Após o presidente da comissão, deputado Eduardo Bolsonaro, abrir a audiência, Fernando Azevedo fez uma apresentação sobre “O cenário atual e as Forças Armadas”. Ele destacou a atuação na segurança das fronteiras, operações conjuntas, projetos estratégicos, controle do espaço aéreo, sistema de proteção social dos militares e reestruturação da carreira, entre outros temas.

Alcântara

Um dos pontos mais questionados pelos parlamentares, foi a Base de Alcântara e o Acordo de Salvaguardas Tecnológicas (AST) com os Estados Unidos da América (EUA). Em março, o presidente da República, Jair Bolsonaro, esteve na capital americana, Washington, onde assinou o AST que permite lançamentos de foguetes e satélites de qualquer nacionalidade que tenham elementos americanos.

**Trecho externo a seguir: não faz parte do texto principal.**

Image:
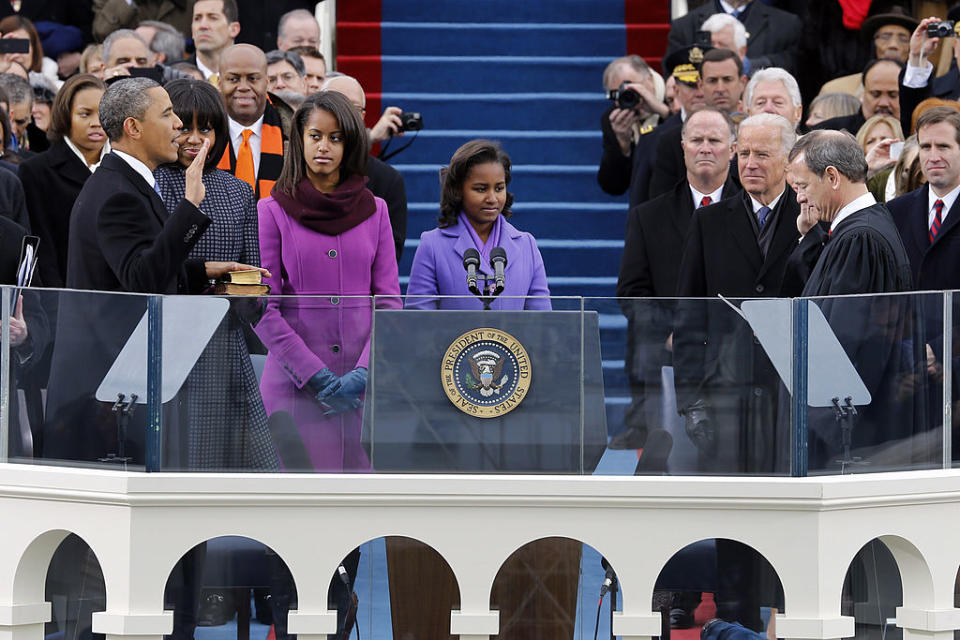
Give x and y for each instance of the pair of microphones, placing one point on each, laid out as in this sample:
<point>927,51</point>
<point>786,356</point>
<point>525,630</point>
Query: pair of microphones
<point>471,262</point>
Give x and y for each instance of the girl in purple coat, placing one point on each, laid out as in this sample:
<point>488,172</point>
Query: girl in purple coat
<point>324,238</point>
<point>473,206</point>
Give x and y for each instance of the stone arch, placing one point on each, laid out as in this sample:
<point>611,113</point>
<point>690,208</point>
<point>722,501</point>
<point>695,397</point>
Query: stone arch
<point>696,567</point>
<point>413,567</point>
<point>894,573</point>
<point>536,588</point>
<point>31,574</point>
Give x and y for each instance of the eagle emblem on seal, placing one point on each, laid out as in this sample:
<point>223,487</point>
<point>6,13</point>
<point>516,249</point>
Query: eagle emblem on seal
<point>486,368</point>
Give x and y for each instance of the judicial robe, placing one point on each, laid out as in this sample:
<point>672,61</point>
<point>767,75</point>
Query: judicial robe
<point>882,336</point>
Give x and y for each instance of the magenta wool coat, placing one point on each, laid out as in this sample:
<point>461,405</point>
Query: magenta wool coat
<point>438,271</point>
<point>328,328</point>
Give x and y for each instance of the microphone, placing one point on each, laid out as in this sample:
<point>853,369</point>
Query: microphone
<point>498,259</point>
<point>471,262</point>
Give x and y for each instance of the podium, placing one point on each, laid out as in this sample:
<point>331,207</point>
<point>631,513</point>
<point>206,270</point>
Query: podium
<point>411,425</point>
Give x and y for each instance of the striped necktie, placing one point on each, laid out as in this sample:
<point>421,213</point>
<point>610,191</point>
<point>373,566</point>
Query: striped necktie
<point>937,220</point>
<point>762,214</point>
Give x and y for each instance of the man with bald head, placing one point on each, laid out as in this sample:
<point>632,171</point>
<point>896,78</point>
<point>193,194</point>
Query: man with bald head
<point>257,134</point>
<point>385,181</point>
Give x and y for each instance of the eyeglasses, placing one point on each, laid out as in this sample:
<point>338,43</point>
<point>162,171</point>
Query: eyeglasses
<point>887,37</point>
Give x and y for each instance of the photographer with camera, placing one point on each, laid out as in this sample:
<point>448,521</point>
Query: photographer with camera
<point>917,83</point>
<point>394,122</point>
<point>637,109</point>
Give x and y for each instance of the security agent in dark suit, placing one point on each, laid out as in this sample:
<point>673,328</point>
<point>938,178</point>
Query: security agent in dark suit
<point>29,333</point>
<point>774,35</point>
<point>928,220</point>
<point>627,132</point>
<point>655,234</point>
<point>722,82</point>
<point>727,388</point>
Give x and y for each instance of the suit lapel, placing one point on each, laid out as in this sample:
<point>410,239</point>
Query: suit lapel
<point>738,226</point>
<point>918,223</point>
<point>685,208</point>
<point>68,164</point>
<point>157,207</point>
<point>953,217</point>
<point>785,235</point>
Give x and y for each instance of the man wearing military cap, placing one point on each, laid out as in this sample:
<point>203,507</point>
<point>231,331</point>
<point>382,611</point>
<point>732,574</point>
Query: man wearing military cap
<point>618,170</point>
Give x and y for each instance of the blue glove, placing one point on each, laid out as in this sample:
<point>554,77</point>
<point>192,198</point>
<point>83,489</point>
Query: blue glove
<point>347,396</point>
<point>323,383</point>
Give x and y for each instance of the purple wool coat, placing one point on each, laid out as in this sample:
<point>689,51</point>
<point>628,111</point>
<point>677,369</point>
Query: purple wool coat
<point>438,271</point>
<point>305,334</point>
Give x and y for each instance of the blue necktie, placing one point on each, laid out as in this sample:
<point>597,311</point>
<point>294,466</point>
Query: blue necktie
<point>762,214</point>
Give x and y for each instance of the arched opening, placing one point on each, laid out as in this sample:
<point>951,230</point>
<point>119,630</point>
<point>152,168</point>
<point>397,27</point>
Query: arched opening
<point>75,588</point>
<point>549,588</point>
<point>717,578</point>
<point>229,586</point>
<point>405,590</point>
<point>872,591</point>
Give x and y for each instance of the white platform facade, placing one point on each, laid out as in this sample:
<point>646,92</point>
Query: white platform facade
<point>138,525</point>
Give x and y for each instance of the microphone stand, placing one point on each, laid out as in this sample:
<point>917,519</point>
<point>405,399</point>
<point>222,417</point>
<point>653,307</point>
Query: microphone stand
<point>485,299</point>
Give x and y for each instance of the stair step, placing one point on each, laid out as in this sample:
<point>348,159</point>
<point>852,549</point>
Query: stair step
<point>486,38</point>
<point>560,182</point>
<point>524,147</point>
<point>572,111</point>
<point>480,73</point>
<point>503,11</point>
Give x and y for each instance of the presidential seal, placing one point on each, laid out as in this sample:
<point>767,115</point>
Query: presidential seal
<point>486,373</point>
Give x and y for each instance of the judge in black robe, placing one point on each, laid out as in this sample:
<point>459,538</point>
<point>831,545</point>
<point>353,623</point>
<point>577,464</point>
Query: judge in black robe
<point>882,335</point>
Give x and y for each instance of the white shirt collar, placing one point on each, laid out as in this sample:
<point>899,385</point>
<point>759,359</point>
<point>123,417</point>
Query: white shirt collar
<point>698,197</point>
<point>237,129</point>
<point>79,154</point>
<point>138,166</point>
<point>204,69</point>
<point>773,204</point>
<point>948,201</point>
<point>857,204</point>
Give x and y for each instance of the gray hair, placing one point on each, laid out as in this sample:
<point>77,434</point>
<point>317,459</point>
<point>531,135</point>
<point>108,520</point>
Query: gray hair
<point>124,99</point>
<point>788,136</point>
<point>838,149</point>
<point>120,34</point>
<point>726,118</point>
<point>294,59</point>
<point>168,41</point>
<point>720,21</point>
<point>774,74</point>
<point>633,60</point>
<point>18,89</point>
<point>296,13</point>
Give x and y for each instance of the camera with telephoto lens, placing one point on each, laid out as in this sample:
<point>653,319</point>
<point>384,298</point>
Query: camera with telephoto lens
<point>411,121</point>
<point>940,29</point>
<point>625,98</point>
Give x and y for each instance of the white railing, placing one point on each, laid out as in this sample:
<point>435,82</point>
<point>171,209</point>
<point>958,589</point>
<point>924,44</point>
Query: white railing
<point>138,525</point>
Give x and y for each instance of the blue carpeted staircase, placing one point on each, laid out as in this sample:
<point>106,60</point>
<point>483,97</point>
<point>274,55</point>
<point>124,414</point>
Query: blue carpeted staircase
<point>528,74</point>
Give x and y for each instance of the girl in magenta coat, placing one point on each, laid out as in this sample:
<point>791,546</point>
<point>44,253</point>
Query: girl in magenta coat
<point>326,240</point>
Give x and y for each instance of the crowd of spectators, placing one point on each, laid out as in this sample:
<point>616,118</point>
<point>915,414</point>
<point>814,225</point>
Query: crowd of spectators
<point>740,184</point>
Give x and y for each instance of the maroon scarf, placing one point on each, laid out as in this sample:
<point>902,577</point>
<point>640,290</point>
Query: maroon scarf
<point>329,213</point>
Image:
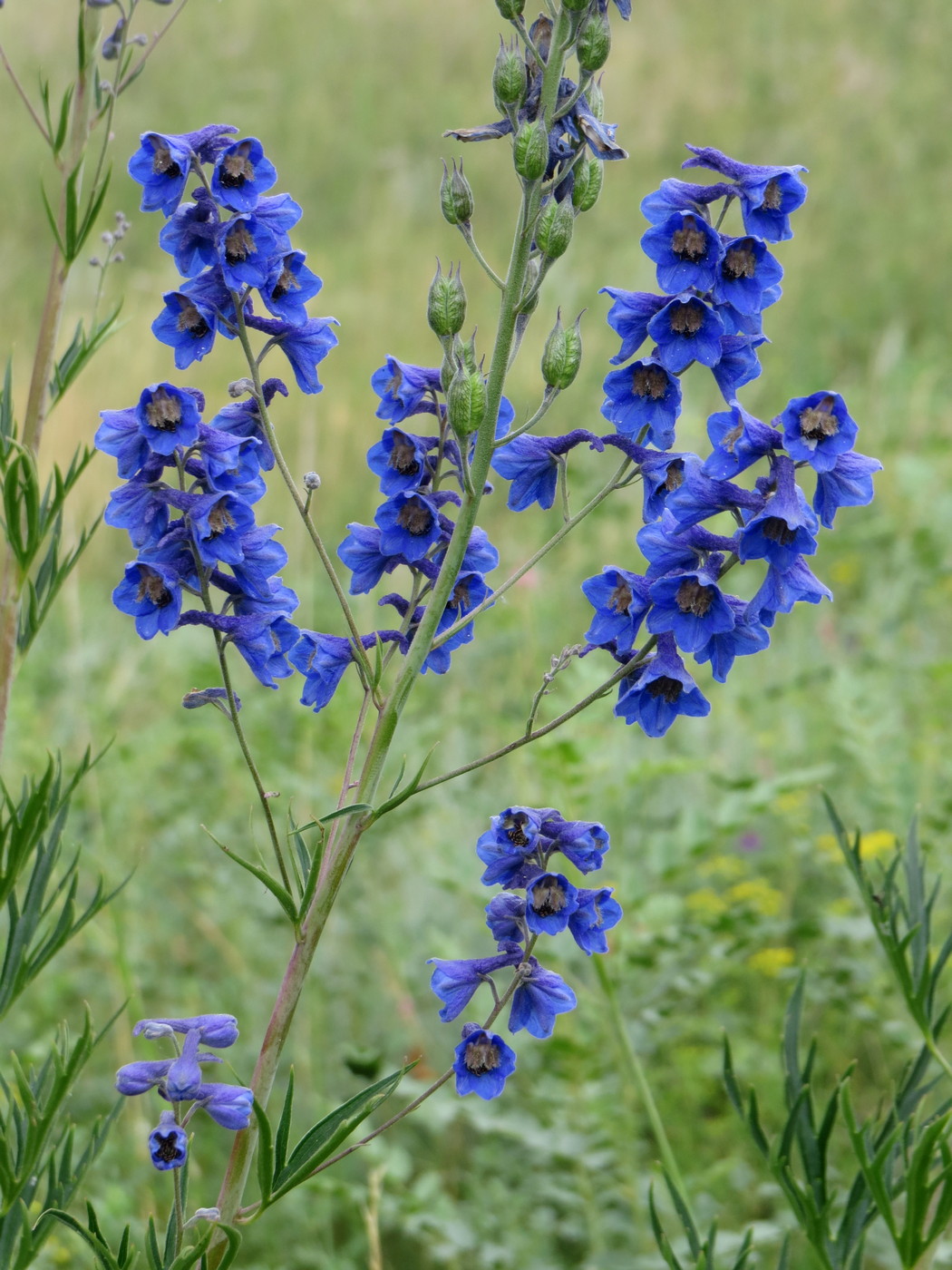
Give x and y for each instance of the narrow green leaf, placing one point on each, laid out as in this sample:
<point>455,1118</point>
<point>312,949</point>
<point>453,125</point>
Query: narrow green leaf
<point>320,1142</point>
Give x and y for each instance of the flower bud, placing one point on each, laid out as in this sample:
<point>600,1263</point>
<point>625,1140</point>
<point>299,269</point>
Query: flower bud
<point>508,76</point>
<point>466,402</point>
<point>594,44</point>
<point>554,231</point>
<point>456,196</point>
<point>562,355</point>
<point>530,150</point>
<point>589,174</point>
<point>446,305</point>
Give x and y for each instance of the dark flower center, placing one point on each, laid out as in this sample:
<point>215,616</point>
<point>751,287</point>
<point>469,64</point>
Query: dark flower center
<point>739,262</point>
<point>164,164</point>
<point>237,168</point>
<point>238,244</point>
<point>286,282</point>
<point>687,319</point>
<point>190,319</point>
<point>219,520</point>
<point>650,381</point>
<point>164,412</point>
<point>695,599</point>
<point>688,243</point>
<point>773,194</point>
<point>548,897</point>
<point>665,688</point>
<point>819,421</point>
<point>778,531</point>
<point>403,457</point>
<point>154,590</point>
<point>167,1147</point>
<point>481,1057</point>
<point>619,600</point>
<point>415,518</point>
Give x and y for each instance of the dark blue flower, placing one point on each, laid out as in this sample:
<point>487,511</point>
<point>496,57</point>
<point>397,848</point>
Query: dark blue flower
<point>549,902</point>
<point>597,912</point>
<point>739,364</point>
<point>583,842</point>
<point>692,606</point>
<point>505,917</point>
<point>247,248</point>
<point>482,1062</point>
<point>685,250</point>
<point>660,689</point>
<point>168,1143</point>
<point>219,1031</point>
<point>400,460</point>
<point>768,194</point>
<point>782,588</point>
<point>818,429</point>
<point>539,997</point>
<point>644,396</point>
<point>510,845</point>
<point>228,1105</point>
<point>748,635</point>
<point>847,484</point>
<point>687,330</point>
<point>162,162</point>
<point>619,600</point>
<point>784,529</point>
<point>192,235</point>
<point>409,524</point>
<point>746,275</point>
<point>289,286</point>
<point>243,174</point>
<point>739,441</point>
<point>305,346</point>
<point>630,317</point>
<point>678,196</point>
<point>405,390</point>
<point>532,466</point>
<point>186,324</point>
<point>152,596</point>
<point>454,982</point>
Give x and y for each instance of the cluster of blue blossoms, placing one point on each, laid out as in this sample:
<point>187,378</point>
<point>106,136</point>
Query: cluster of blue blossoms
<point>517,851</point>
<point>714,289</point>
<point>180,1080</point>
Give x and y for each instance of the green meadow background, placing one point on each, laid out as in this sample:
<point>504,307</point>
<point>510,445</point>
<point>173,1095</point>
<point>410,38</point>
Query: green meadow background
<point>720,847</point>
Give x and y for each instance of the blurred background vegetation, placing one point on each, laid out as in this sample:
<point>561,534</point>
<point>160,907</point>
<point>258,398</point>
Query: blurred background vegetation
<point>720,851</point>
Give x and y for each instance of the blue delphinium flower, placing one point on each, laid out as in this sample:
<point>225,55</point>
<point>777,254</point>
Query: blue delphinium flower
<point>541,996</point>
<point>660,689</point>
<point>644,396</point>
<point>685,250</point>
<point>243,174</point>
<point>768,194</point>
<point>482,1062</point>
<point>168,1143</point>
<point>818,429</point>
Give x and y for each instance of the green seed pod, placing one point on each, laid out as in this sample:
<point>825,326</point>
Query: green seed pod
<point>554,231</point>
<point>466,402</point>
<point>456,196</point>
<point>594,44</point>
<point>530,151</point>
<point>446,305</point>
<point>562,355</point>
<point>589,175</point>
<point>510,76</point>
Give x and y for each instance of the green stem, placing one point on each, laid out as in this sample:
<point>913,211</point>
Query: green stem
<point>636,1073</point>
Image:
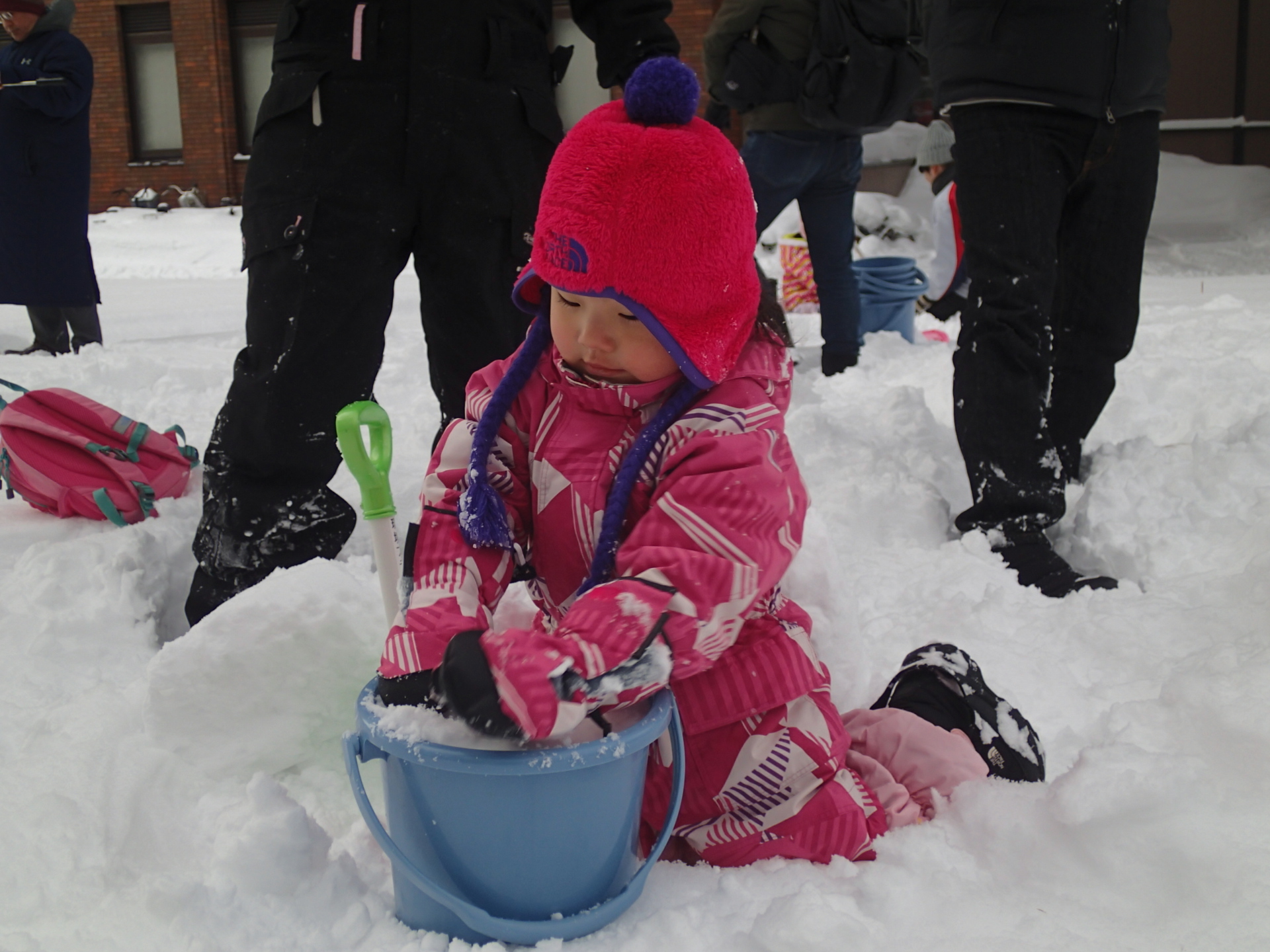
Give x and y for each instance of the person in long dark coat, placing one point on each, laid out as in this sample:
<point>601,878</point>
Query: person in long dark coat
<point>45,258</point>
<point>389,130</point>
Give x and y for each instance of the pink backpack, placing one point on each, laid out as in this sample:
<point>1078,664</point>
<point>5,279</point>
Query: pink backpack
<point>70,456</point>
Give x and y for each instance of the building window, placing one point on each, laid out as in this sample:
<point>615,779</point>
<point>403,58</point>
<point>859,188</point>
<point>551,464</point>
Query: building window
<point>252,26</point>
<point>153,93</point>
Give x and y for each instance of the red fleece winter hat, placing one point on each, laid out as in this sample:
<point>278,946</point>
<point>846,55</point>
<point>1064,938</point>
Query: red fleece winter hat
<point>651,206</point>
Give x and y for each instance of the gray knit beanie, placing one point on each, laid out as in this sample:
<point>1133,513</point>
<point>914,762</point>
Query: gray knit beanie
<point>937,146</point>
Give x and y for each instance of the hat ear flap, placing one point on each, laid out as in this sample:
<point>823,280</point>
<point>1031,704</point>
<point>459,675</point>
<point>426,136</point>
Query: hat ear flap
<point>482,512</point>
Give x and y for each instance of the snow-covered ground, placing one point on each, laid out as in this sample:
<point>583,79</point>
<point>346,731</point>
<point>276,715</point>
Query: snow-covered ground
<point>190,796</point>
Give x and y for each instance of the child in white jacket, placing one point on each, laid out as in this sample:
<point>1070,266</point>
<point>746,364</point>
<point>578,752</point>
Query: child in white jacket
<point>949,285</point>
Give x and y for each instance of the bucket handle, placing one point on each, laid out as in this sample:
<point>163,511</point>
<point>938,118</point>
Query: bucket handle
<point>521,931</point>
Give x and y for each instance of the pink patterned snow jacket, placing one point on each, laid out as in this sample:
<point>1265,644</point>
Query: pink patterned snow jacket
<point>713,524</point>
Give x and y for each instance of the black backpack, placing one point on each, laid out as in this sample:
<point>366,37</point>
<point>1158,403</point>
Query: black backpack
<point>860,75</point>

“Cerca de 80% dos componentes de um satélite são americanos. Devido a isso, os EUA querem ter a proteção da sua marca e da patente. E, se o Brasil não puder usar a Base de Alcântara para lançamento de satélites, volta a ser uma simples base militar. Além disso, o AST não passa por cima de nenhuma norma brasileira, é dentro da nossa lei. O acordo é uma questão de dados”, destacou o ministro Fernando Azevedo.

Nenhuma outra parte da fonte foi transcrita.